Acordo em prevenção à lavagem de dinheiro

Os primeiros passos que devem ser adotados pela diretoria colegiada do BC em relação ao Coaf é atualizar o regimento interno que tem mais de 20 anos, para que ele fique em linha com a nova lei de processo administrativo, afirma Tiago Severo, sócio do Mattos Engelberg e professor de compliance na Fundação Getúlio Vargas no Rio de Janeiro. 

O BC também deve estabelecer novas faixas de valores que a UIF poderá aplicar de multa em pessoas físicas e jurídicas envolvidas em atividades que hoje não estão sob o guarda-chuva da autarquia. Seria o caso de mercado de obras de arte, comércio de embarcações, imobiliárias,  entre outros usados para lavar dinheiro de crimes. 

“Historicamente, 93% de todas as informações de inteligência que chegam ao Coaf têm origem do sistema financeiro nacional, o que indica um protagonismo do BC na adoção de medidas de prevenção e de combate à lavagem de dinheiro”, afirma Severo. 

"De bate-pronto, a alteração administrativa deverá provocar uma uniformização de procedimentos e de protocolos entre mercados regulados, como o de capitais e o de seguros, e aqueles não regulados, como de bens de luxo, consultorias e compra e venda de jogadores de futebol.”

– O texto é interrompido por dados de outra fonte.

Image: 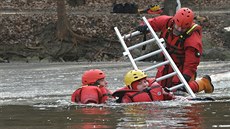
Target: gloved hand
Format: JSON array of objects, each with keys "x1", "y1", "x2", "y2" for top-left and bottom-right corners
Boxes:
[
  {"x1": 172, "y1": 74, "x2": 191, "y2": 84},
  {"x1": 136, "y1": 25, "x2": 148, "y2": 33}
]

Essa atualização do regimento interno do Coaf pode, também, abrir espaço para previsão de acordos em processos da Unidade de Inteligência Financeira (UIF), em prevenção à lavagem de dinheiro, a exemplo do que já acontece nos casos julgados pelo próprio Banco Central, na visão de Severo. 

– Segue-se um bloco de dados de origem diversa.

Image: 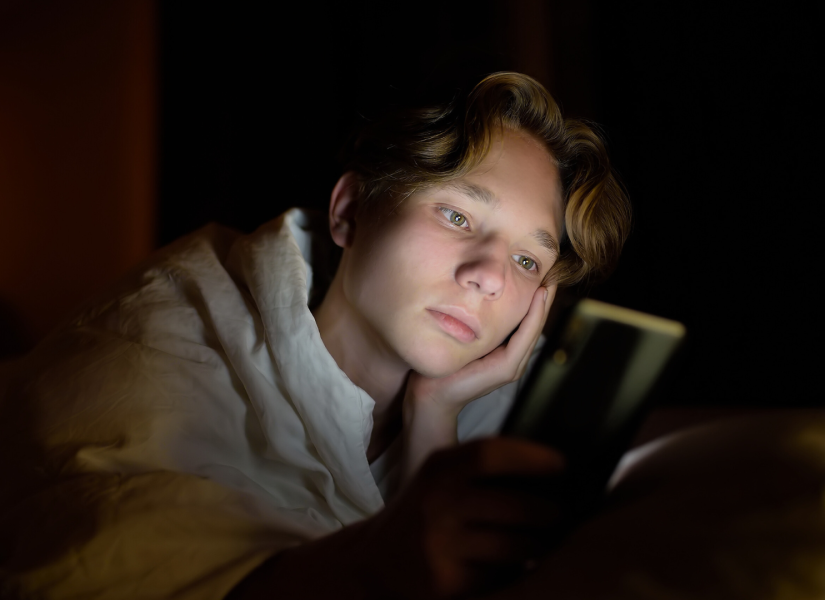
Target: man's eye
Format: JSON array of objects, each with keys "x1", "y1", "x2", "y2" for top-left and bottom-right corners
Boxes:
[
  {"x1": 439, "y1": 208, "x2": 468, "y2": 229},
  {"x1": 513, "y1": 254, "x2": 538, "y2": 271}
]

“A lei 13.506 prevê expressamente a possibilidade de se firmar termo de compromisso envolvendo as obrigações administrativas vinculadas a prevenção a lavagem de dinheiro no âmbito do Coaf", diz Severo. "Mas, para isso, há necessidade de atualizar o regimento, que é de 1998.”

Para Buaiz Neto, a possibilidade de resolver investigações por meio de acordos é uma tendência na administração pública e chegaria ao Coaf eventualmente, embora haja possam surgir dificuldades práticas no caso de prevenção a lavagem de dinheiro.

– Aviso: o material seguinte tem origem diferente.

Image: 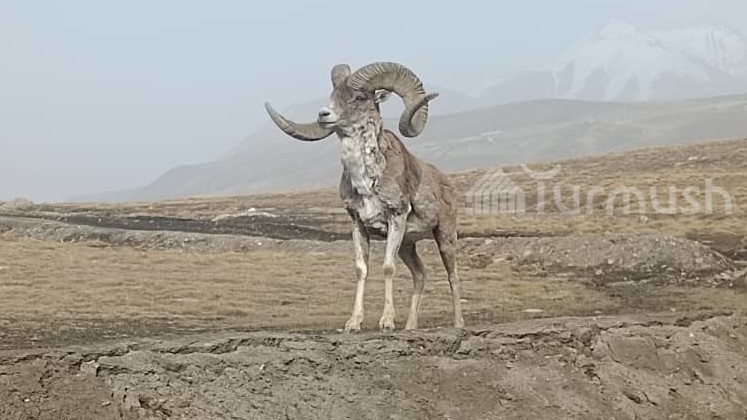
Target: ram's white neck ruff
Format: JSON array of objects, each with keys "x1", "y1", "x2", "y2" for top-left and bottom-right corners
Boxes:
[{"x1": 340, "y1": 124, "x2": 384, "y2": 196}]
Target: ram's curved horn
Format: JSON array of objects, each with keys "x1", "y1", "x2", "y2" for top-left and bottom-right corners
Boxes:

"Se o Coaf vai conseguir fazer acordo ou não é discussão mais complexa", afirmou. "Em nosso sistema de acordos que envolvem leniência, tem uma série de órgãos envolvidos na situação --MPF, TCU, AGU, CGU-- e lá no Coaf tem uma delicadeza ainda maior, porque certamente envolve o Ministério Público, porque lavagem de dinheiro é crime… tem que pensar a interação, não dá para dizer que vai começar fazendo acordo, mas a tendência é essa."

O primeiro termo de compromisso relativo a prevenção à lavagem de dinheiro foi assinado neste ano pelo BC com o Bank of America/Merril Lynch, conforme noticiado pelo LexLatin.

Congresso

O texto será analisado pelo Congresso, sob relatoria de um deputado indicado pelo presidente da Câmara, Rodrigo Maia. Deputados e senadores têm prazo regimental até o dia 26 de agosto para apresentar emendas ao texto. Nos bastidores, congressistas questionam a previsão de o Ministério da Justiça constar na medida provisória como responsável pelo apoio técnico e administrativo da UIF.

No primeiro semestre, o Congresso impediu a tentativa do governo de transferir o Coaf da Pasta da Economia para o Ministério da Justiça, onde ficaria hierarquicamente subordinado a Moro. Insatisfeito, o presidente da República tentou promover a mudança via uma nova medida provisória, que foi derrubada pelo Supremo Tribunal Federal (STF).

A atuação do Coaf, que há mais de uma década compartilha informações com órgãos de investigação como a força-tarefa da Lava Jato e Comissões Parlamentares de Inquérito, também foi alvo de uma decisão liminar do ministro Dias Toffoli, do STF, que suspendeu investigações que usem dados fornecidos pelo conselho sem autorização judicial até que o plenário do Supremo decida a questão.